LES CONTINUITES ET CORRIDORS ECOLOGIQUES
Définitions
La fragmentation (ou morcellement) des habitats est considérée comme l’une des plus sérieuses menaces sur la biodiversité, et une des causes majeures de la crise actuelle d’extinction des espèces (Wilcox and Murphy 1985). Elle peut se définir comme la transformation d’une surface importante d’habitat en un nombre plus ou moins important de fragments de tailles variables, dont la surface totale est inférieure à celle de l’habitat original et qui sont plus ou moins isolés les uns des autres par une matrice environnante de nature différente de celle de l’habitat.
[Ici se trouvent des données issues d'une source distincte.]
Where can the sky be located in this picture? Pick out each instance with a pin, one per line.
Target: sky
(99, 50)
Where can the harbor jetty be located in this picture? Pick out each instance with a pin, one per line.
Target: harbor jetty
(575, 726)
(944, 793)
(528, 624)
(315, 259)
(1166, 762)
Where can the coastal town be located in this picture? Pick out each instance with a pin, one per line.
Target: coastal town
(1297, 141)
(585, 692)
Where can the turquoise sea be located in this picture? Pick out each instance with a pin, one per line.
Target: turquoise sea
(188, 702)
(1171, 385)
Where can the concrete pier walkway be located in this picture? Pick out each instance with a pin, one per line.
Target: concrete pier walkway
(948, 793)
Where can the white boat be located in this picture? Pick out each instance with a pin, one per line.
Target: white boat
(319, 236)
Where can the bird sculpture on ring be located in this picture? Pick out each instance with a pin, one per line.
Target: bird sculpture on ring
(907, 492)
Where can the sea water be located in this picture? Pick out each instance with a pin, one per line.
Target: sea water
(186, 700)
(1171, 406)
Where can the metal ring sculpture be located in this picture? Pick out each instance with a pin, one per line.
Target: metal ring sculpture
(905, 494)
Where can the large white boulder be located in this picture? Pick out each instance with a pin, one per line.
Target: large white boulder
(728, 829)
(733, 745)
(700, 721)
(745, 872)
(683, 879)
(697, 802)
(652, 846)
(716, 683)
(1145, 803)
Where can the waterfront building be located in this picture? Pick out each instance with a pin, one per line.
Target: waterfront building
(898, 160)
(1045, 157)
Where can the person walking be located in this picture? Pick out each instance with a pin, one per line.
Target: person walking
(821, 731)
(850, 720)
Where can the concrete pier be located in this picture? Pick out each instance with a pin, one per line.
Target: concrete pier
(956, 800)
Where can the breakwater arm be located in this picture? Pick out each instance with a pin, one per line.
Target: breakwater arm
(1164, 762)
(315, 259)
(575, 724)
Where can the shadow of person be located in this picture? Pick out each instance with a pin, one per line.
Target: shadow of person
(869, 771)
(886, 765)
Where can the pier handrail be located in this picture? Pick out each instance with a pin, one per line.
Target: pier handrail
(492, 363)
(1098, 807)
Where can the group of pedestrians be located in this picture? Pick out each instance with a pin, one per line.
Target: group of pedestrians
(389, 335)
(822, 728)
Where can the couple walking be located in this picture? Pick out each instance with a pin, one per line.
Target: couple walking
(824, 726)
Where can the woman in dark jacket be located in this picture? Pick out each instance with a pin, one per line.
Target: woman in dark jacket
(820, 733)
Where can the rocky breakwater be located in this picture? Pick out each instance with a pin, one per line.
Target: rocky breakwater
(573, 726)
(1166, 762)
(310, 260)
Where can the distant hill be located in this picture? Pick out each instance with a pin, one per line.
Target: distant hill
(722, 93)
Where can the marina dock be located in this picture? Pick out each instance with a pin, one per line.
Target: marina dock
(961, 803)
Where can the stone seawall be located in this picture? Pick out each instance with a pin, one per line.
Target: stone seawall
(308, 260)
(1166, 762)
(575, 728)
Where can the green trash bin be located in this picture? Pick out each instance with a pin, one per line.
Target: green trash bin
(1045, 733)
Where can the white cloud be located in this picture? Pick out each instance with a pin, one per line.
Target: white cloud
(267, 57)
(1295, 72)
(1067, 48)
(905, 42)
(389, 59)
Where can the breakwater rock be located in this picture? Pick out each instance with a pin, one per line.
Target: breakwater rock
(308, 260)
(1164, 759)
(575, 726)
En d’autres termes, la fragmentation agit par réduction de la surface d’habitat disponible pour les espèces et par isolement et diminution de la taille des taches d’habitat (Fahrig 2003). Dans les paysages fragmentés, les populations locales de petites tailles peuvent ainsi être sujettes à des extinctions fréquentes et les habitats morcelés peuvent être trop réduits pour fournir toutes les ressources nécessaires au cycle de vie d’un individu ou d’une population. En effet, la fragmentation peut engendrer des phénomènes de dérive génétique (diminution de la diversité génétique, perte de l’adaptabilité des populations face aux modifications de l’environnement) et d’isolement des populations, entraînant une augmentation du niveau de consanguinité et donc une diminution de leur capacité à se reproduire (appelée aussi fitness).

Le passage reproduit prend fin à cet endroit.